Electrophoretic mobility shift assay (EMSA) was performed as described previously (35). PPAR-γ, RXRα, and LRH-1 proteins were synthesized from pcDNA3.1-hPPAR-γ, pcDNA3.1-hRXRα, and pcDNA3.1-hLRH-1 expression plasmids, respectively, using the TNT T7 Quick Coupled Transcription/Translation Systems (Promega). To analyze the specific binding of PPAR-γ/RXR heterodimer to the PPRE, the double-strand oligonucleotide spanning from −291 to −267 of human adiponectin promoter was 32P-radiolabeled using T4 polynucleotide kinase (TaKaRa) with [γ-32P]ATP. To analyze the specific binding of LRH-1 to the LRH-RE, the double-strand oligonucleotide spanning from −245 to −221 of human adiponectin promoter was labeled. Double-strand oligonucleotides composed of the following sequences were used for competition assays: human adiponectin PPRE wild-type, 5′-TGG TTT TGA CTT TTG CCC CAT CTT C-3′ and human adiponectin PPRE mutant, 5′-TGG TTT TGA CTT TTG ttC CAT CTT C-3′; mouse aP2 PPRE (36), 5′-GAT CTG TGA ACT CTG ATC CAG TAA G-3′; human adiponectin LRH-RE wild-type, 5′-AAT AAG GGT CAA GGC CTG GAA ACA C-3′; human adiponectin LRH-RE mutant, 5′-AAT AAG GGT CAA ccC CTG GAA ACA C-3′ and rat cytochrome P450 (Cyp) 7a1 LRH-RE (34), 5′-GAC TTA GTT CAA GGC CGG GTA ATG C-3′. PPRE and LRH-RE sequences are italicized. The mutated bases are shown in lower case.

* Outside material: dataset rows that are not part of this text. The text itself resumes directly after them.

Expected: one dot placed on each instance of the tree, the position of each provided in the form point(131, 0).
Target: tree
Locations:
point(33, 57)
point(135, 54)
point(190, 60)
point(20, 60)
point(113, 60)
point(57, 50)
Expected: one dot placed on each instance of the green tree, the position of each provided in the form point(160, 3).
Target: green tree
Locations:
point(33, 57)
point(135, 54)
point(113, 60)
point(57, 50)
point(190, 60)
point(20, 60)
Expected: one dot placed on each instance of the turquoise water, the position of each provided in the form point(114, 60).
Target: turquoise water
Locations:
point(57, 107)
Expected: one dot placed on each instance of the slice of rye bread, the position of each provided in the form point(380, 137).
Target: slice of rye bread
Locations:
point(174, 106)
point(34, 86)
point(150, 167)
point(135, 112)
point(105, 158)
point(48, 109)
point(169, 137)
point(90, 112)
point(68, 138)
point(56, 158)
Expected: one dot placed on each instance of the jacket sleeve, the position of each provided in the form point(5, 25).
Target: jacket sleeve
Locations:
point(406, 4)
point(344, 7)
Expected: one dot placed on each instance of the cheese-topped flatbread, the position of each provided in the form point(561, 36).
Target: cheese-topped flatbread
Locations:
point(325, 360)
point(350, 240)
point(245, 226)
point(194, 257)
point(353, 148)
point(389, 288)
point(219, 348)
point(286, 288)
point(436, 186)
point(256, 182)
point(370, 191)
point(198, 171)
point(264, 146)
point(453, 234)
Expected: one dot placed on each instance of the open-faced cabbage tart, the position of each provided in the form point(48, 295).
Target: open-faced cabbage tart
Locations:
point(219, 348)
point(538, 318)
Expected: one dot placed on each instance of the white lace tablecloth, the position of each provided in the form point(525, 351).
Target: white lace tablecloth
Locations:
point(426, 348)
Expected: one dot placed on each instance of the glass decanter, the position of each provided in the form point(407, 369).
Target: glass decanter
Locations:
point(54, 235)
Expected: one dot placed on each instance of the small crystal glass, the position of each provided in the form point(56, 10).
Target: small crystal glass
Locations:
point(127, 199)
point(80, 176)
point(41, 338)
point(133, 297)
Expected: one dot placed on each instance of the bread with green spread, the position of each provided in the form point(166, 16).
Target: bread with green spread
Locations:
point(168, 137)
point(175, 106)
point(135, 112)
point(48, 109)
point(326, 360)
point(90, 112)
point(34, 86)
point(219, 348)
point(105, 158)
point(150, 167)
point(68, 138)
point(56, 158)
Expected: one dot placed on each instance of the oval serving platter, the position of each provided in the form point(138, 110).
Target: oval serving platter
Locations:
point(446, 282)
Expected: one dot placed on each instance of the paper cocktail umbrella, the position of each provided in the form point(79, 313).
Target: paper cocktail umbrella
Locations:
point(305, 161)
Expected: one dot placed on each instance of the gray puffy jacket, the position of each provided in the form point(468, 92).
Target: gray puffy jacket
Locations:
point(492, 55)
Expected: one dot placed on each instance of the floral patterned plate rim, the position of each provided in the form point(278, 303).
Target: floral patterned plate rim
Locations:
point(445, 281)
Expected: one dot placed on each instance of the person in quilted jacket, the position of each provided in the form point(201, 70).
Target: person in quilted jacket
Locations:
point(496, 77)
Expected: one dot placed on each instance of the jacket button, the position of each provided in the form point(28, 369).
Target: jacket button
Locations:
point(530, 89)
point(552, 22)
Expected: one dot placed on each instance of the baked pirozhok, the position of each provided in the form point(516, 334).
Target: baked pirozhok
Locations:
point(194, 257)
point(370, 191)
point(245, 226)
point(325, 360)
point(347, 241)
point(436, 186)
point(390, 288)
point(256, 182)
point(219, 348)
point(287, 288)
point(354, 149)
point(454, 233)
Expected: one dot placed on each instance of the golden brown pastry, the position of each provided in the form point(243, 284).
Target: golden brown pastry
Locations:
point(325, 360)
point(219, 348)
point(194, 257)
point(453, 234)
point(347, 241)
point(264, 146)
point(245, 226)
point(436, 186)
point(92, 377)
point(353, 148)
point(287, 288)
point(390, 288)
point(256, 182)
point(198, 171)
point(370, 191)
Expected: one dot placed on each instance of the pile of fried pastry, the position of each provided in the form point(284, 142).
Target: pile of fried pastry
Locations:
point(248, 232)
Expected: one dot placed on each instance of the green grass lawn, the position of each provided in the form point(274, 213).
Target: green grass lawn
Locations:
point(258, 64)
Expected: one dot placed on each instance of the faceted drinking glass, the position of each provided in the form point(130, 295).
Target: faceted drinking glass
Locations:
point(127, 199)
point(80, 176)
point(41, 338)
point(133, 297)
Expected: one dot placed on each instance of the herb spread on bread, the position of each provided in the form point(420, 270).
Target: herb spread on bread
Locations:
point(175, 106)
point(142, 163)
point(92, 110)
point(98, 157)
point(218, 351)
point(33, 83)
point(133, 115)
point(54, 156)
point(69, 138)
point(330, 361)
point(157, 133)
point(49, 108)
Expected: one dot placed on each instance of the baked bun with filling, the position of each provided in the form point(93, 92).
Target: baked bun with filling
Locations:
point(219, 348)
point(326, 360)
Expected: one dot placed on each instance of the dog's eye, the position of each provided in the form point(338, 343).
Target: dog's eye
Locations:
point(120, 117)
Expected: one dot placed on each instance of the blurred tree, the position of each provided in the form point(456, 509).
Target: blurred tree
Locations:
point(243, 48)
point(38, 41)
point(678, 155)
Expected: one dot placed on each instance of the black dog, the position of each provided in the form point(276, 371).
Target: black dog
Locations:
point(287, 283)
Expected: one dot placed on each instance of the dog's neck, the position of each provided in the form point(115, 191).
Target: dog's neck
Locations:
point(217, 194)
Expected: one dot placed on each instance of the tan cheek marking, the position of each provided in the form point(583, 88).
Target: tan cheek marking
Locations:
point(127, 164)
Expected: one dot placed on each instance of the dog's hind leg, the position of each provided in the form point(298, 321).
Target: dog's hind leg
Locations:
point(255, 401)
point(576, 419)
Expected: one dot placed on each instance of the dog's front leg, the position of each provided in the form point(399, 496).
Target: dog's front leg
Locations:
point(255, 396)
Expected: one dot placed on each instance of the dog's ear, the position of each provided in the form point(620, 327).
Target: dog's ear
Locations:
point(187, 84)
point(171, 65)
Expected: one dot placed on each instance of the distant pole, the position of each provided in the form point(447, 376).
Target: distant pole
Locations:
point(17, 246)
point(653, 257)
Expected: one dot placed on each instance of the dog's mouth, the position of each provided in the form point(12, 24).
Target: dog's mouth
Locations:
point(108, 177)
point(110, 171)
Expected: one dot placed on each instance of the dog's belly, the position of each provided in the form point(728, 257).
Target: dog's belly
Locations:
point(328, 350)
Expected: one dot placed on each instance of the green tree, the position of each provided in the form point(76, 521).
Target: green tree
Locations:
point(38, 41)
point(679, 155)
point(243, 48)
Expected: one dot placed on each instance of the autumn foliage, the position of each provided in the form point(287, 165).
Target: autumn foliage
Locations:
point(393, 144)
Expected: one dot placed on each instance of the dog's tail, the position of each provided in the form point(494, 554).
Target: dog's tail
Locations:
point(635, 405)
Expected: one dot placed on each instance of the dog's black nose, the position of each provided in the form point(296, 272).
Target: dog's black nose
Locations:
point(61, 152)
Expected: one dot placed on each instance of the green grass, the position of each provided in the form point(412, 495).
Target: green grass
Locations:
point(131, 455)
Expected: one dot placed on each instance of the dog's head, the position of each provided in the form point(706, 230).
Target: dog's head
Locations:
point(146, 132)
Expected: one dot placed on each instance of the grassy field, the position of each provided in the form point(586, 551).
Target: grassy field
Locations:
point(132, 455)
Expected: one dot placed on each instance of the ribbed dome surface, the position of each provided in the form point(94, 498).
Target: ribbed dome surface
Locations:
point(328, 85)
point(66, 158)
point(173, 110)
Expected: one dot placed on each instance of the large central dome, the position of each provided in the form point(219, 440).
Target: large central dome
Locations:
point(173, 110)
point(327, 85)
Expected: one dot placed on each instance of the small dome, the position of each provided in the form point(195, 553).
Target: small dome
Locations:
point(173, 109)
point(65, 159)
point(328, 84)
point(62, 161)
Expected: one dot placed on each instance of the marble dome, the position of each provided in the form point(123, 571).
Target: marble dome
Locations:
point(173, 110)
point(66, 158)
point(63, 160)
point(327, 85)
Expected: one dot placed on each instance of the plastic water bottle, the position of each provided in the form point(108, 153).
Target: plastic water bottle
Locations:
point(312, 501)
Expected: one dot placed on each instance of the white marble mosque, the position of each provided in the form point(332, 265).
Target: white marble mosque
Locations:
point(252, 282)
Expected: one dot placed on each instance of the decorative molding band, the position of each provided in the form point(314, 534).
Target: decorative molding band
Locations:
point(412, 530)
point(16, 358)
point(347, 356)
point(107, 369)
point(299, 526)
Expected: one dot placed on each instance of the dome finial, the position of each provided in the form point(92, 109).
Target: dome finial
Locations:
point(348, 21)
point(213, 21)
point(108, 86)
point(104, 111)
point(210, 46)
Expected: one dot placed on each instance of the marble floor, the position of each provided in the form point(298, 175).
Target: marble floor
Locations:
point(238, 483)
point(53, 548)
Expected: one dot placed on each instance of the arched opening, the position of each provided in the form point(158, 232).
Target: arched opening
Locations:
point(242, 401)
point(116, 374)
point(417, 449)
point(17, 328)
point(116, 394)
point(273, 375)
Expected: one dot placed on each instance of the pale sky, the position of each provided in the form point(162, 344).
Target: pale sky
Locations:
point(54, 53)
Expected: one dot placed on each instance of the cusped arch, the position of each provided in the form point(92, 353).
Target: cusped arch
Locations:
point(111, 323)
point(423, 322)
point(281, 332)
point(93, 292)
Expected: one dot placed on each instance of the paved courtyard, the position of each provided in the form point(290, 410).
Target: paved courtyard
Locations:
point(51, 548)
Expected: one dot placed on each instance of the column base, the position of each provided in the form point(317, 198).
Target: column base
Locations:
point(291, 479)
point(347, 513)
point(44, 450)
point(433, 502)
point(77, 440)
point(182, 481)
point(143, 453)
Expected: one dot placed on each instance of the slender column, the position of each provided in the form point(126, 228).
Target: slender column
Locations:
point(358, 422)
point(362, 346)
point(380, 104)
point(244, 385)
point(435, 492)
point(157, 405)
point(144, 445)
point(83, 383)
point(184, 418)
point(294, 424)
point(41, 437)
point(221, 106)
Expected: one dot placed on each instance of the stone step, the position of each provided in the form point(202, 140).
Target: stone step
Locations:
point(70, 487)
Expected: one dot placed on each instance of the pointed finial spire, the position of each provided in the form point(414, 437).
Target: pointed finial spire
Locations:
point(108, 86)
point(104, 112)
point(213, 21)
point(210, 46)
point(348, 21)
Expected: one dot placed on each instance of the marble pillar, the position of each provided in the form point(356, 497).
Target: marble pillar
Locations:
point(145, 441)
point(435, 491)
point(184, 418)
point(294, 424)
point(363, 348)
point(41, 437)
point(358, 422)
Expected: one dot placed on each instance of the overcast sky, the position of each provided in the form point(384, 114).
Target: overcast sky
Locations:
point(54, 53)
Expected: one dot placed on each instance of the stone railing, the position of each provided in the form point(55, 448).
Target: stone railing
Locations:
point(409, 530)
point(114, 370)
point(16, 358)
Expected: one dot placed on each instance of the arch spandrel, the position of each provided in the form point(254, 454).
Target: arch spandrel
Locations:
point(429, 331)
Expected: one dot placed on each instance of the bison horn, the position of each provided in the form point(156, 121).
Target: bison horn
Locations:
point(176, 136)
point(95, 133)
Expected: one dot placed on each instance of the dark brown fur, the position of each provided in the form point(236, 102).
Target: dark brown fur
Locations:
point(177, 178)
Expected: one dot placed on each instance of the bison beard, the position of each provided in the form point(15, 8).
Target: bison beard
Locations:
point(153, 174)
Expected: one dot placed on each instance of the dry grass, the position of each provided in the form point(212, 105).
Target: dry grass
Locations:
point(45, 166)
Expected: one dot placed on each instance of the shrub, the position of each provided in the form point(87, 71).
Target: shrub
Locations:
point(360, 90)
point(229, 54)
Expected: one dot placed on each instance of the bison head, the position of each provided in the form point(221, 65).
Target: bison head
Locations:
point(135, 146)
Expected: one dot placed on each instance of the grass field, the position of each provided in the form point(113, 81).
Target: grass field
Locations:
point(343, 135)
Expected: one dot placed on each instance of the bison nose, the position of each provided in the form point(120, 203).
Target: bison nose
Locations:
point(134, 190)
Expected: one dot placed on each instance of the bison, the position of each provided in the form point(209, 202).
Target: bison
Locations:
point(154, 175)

RNA preparations from adipocytes.
Rat stromal vascular cells and mature adipocytes were isolated by collagenase digestion as described previously (37). Epididymal fat pads were excised from male 8-week-old Sprague-Dawley rats (Japan SLC) and immediately minced in ice-cold Krebs-Ringer HEPES buffer (pH 7.4) containing 1% BSA. The minced tissue (2 g) was digested at 37°C for 30 min in 6 ml of Krebs-Ringer HEPES buffer (pH 7.4) containing 1% BSA and 20 mg of type I collagenase (Worthington Biochemical) with continuous agitation. Digested tissue was filtered through a nylon mesh and centrifuged at 500g for 3 min. Mature adipocytes, found at the top of the supernatant, and stromal vascular cells, found in the pellet, were transferred to new tubes, respectively. The collected cells were mixed thoroughly by vortexing with RNA STAT-60 solution (TEL-TEST). Total RNA was extracted using the protocol provided by the manufacturer.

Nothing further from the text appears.